Paris Climate Agreement Makes Everything Complicated for Norway

The 2015 United Nations Climate Change Conference ended in Paris yesterday with a historical agreement. 

The conference reached its objective for the first time in history to achieve a universal agreement on methods to reduce climate change in the pact (Paris Agreement), by all the nations of the world. The agreement will become legally binding if it is ratified, accepted, approved or acceded to by at least 55 countries that represent at least 55 percent of global greenhouse emissions. 

The ambitious goals taken in the conference will put Norway, as a leadin oil and gas producer, in a challenging situation. The dispute over the future of the oil industry in the country has already started. 

Liberal Party (Venstre) climate policy spokesperson, Ola Elvestuen said to VG that it will have major consequences for Norwegian oil and gas business and the fossil fuels will be replaced by renewable energy.

– When 195 countries gather to set such ambitious goals for how to bring down greenhouse gas emissions, Norway can not turn its back and continue as before, said  Elvestuen.

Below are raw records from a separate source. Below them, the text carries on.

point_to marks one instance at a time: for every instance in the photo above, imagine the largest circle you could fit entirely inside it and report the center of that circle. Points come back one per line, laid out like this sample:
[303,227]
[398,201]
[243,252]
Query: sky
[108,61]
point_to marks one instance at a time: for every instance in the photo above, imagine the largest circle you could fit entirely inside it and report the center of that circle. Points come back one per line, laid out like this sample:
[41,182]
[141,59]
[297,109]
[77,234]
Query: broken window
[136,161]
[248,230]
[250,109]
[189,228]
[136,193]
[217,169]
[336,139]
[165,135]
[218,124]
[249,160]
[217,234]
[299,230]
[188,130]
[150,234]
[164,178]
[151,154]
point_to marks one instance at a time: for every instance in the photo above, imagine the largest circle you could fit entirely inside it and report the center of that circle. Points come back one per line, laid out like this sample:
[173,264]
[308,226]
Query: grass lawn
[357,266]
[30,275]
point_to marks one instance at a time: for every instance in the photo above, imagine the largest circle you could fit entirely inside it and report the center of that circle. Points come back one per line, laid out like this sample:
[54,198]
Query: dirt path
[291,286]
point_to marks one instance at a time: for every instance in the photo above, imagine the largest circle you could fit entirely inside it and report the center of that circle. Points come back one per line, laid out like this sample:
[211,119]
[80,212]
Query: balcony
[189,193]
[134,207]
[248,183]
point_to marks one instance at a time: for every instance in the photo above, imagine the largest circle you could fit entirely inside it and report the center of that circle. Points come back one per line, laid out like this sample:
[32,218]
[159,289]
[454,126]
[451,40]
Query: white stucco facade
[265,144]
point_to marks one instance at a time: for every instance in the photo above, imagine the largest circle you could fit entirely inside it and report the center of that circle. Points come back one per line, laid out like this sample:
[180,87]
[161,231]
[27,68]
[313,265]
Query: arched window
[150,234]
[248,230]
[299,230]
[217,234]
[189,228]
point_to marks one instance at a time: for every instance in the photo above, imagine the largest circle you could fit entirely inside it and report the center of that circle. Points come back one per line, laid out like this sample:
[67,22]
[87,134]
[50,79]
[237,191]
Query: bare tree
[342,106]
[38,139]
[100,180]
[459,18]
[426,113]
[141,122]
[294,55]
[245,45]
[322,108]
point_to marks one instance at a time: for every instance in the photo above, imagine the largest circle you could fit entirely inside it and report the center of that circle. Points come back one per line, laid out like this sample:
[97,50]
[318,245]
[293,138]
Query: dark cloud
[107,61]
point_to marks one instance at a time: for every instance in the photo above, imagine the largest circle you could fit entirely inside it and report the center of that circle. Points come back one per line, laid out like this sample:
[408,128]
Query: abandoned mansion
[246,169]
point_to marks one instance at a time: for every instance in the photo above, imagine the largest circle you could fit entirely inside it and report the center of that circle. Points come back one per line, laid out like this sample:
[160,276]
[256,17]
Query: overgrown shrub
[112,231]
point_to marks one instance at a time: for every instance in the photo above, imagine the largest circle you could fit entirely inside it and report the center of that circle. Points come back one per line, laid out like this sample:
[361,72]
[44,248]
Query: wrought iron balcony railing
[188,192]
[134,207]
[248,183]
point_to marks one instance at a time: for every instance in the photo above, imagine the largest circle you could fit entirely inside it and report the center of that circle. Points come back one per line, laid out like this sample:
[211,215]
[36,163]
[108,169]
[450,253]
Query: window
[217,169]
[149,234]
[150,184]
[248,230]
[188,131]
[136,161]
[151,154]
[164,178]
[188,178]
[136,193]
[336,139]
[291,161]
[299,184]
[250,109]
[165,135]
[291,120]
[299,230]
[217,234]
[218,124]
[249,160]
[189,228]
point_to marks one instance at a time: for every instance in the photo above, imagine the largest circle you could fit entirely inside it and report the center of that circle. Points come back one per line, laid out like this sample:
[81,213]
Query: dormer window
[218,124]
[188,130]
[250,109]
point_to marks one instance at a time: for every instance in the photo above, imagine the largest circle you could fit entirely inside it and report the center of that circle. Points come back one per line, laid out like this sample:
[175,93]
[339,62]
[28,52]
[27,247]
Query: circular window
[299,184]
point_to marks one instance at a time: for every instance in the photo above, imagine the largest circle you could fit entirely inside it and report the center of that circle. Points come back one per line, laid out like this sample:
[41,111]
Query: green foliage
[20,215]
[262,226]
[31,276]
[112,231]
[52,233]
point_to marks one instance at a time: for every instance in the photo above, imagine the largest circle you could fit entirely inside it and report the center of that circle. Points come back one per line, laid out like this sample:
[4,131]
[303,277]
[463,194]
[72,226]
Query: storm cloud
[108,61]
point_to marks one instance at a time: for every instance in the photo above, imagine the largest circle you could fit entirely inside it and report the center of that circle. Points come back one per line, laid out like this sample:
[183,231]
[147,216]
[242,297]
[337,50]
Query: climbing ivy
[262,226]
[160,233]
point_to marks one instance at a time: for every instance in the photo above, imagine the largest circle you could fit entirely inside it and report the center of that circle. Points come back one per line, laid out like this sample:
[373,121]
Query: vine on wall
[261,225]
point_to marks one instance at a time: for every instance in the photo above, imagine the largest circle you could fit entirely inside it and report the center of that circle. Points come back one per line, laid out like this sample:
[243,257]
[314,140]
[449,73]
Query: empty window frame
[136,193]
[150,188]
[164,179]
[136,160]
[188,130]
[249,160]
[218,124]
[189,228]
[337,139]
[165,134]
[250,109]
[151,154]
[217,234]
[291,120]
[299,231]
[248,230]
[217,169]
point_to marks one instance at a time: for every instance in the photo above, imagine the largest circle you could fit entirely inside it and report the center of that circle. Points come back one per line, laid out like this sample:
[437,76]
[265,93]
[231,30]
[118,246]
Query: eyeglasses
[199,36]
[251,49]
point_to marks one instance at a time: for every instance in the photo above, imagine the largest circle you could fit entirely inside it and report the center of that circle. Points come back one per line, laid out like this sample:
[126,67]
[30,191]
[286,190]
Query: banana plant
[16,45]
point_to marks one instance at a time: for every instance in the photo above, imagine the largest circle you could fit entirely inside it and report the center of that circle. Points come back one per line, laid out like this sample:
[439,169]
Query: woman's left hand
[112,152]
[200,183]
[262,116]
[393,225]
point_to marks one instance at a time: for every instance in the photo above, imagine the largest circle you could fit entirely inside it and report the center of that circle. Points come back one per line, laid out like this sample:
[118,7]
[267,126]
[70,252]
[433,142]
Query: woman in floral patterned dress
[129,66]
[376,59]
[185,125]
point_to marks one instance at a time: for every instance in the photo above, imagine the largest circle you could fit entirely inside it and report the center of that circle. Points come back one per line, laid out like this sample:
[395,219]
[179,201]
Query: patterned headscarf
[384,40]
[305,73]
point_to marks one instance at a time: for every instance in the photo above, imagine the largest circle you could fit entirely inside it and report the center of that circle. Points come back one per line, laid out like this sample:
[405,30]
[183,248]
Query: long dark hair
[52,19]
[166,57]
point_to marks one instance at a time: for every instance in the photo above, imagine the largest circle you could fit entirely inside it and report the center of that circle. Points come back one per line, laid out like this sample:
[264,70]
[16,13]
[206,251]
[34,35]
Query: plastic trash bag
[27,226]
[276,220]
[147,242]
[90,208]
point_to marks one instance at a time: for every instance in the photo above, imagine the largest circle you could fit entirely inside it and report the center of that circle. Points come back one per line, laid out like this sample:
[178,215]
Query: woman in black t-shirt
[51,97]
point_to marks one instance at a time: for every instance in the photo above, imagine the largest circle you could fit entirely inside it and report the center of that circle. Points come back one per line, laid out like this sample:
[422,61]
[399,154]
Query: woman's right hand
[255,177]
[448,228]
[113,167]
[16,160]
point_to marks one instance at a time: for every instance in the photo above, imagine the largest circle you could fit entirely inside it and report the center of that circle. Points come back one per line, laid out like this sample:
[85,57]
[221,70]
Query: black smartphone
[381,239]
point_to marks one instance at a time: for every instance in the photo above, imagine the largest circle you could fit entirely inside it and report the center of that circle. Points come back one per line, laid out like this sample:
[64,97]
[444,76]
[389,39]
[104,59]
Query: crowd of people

She also noted that Norwegian oil market will adapt to the new reality.

On the other hand, she noted the new situation may lead to more demand for Norwegian gas.

She notes that there is now a need and desire to replace coal with gas, and Norway can help here, says Sundtoft to VG.

Norway will continue to pomp oil and gas as before!

Petroleum and Energy Minister of Norway, Tord Lien aggrees that Norway can have a more active role with its natural gas. Moreover, he criticizes those who think Norway should stop new exploration and production of oil in North Sea. He states that the government will pump oil and gas, just like before.

But the new aggreement will bring more compications for Norway in terms of oil production. During the conference, EU introduced its binding offshore safety directive, which will dramtically increase the oil production activities in North Sea. 

Directive was first adopted as a result of the Deepwater Horizon accident in the Gulf in 2010. The directive requires oil companies to take into account so-called worst-case scenarios when they put their contingency plans for development and operation of new oil fields.

So it means much higher costs than today’s current security scheme, which Norway follows today.

According to VG, the costs could be higher in northern areas, where petroleum extraction is already expensive.